Voddie Baucham is a shining star in grassroots Evangelicalism, and one of the most prominent critics of Critical Race Theory, who actually wants to destroy the ideology, unlike Neil Shenvi. Joel McDurmon, a theological liberal, has levied accusations that Voddie Baucham plagiarized James Lindsay and misattributes words to Richard Delgado, which he believes are a strawman argument about Critical Race Theory.
According to McDurmon, everything he highlighted in red is not an original quote. The fault in McDurmon’s logic is that after each quote is a citation, indicating four different quotations. McDurmond is correct in arguing that blockquotes are universally understood to be reserved for words not attributed to the author, and that they should not contain commentary. But he is wrong to use Baucham’s poor formatting as grounds for sin.
James Lindsay has already come out and pushed back on the claim that he was plagiarized by Baucham which almost exonerates Fault Lines as a work from the sins that it has been attributed with. However, did Durham incidentally stumble into a real issue?
Multiple clips have surfaced showing Voddie Baucham attributing words to Richard Delgado that were not published, in the same work that he is citing in Fault Lines. In other words, where the quote stops in his book, is not where Voddie Baucham stops the quote during his lectures. Baucham has on video attributed his own commentary to Richard Delgado. This is wrong in that he is baring false witness to bolster his own argument. Unlike the misuse of block quotes, this is a sin issue.
Analysis
In particular, it is a lie and distortion of CRT that it teaches “whites are incapable of righteous action on race,” and that “Storytelling/Narrative Reading is the way black forward knowledge vs. the Science/reason method of white people.” These are complete and utter falsehoods for which Voddie needs to be held accountable.

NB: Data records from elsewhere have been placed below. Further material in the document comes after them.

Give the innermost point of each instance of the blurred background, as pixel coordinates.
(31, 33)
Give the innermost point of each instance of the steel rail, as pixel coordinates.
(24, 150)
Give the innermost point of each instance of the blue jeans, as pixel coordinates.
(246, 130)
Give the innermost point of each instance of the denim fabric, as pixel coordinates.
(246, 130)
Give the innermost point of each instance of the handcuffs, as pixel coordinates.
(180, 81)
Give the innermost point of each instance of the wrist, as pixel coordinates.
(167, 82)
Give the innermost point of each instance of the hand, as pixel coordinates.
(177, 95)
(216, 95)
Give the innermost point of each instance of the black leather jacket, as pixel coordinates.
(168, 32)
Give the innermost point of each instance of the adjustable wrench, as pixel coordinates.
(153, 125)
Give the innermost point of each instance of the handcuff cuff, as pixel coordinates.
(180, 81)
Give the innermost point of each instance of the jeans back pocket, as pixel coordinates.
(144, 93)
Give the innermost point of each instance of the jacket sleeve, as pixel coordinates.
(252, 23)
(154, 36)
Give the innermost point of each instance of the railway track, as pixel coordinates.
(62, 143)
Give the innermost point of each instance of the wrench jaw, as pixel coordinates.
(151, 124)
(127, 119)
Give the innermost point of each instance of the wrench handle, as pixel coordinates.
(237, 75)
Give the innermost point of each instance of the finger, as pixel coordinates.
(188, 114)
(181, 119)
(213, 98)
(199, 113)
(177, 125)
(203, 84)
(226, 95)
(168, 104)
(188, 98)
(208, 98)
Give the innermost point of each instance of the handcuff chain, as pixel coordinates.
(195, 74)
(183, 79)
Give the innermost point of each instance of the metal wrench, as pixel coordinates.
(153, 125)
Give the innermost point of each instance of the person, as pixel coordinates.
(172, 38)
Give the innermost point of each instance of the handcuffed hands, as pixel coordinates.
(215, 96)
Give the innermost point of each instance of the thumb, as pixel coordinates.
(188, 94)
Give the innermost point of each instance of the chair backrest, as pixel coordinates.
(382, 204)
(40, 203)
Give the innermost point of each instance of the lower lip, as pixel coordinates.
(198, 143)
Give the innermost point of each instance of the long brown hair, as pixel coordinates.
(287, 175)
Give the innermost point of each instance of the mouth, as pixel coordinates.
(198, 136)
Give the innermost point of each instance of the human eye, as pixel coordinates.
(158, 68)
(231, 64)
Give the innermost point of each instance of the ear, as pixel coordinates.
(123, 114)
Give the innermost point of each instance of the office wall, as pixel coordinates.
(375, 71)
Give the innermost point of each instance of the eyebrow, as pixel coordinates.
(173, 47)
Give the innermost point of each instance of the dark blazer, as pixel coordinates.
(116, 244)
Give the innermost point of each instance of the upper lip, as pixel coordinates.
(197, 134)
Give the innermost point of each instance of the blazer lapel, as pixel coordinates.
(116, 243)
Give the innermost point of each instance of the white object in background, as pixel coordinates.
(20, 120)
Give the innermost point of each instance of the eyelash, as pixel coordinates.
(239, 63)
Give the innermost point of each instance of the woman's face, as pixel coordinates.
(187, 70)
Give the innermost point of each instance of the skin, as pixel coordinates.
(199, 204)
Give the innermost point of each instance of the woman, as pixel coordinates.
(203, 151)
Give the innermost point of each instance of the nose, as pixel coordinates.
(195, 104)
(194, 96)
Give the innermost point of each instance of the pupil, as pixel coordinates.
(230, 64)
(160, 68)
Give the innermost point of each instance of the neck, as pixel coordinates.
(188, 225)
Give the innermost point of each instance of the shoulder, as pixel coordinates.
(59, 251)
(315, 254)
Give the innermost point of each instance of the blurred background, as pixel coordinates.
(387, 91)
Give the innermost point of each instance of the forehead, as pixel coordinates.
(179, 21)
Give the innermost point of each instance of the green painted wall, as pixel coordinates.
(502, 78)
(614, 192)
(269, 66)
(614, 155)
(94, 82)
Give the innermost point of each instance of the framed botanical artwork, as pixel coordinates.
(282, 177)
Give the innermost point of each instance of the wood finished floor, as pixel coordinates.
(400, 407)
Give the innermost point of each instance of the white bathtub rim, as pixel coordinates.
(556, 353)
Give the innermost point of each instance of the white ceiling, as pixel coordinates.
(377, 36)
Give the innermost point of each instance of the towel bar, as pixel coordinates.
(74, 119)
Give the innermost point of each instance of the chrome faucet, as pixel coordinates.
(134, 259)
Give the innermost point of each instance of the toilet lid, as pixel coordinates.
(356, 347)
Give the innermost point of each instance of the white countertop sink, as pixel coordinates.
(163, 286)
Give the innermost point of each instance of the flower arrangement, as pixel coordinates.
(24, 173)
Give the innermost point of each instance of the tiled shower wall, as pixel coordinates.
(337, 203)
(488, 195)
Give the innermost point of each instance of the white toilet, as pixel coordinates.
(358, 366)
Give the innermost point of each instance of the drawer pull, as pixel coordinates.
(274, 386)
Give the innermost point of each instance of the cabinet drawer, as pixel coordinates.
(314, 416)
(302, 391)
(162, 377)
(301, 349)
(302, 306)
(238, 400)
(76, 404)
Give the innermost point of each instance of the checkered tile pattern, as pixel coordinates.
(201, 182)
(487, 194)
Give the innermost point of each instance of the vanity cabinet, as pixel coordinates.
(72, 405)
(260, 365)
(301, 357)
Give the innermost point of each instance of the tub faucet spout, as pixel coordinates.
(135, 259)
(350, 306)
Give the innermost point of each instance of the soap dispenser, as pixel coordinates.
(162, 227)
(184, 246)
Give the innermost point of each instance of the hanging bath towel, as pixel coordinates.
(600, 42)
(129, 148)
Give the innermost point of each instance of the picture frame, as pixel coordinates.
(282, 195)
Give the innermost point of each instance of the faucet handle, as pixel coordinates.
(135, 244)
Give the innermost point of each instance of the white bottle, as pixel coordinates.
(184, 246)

Joel McDurmon is using this as an excuse to defend Critical Race Theory by stating that Baucham’s commentary about “whites being incapable of righteousness” is a slanderous characterization of Critical Race Theory’s teaching. But having reviewed the Robin DiAngelo’s White Fragility, McDurmon is speaking lies. And Voddie Baucham fueled these lies with both his unwise formatting and evident lying himself during lectures. Critical Race Theory is wicked enough. We do not need to falsely attribute word it it’s academics. Especially since this fight is not in academia, it’s in the church.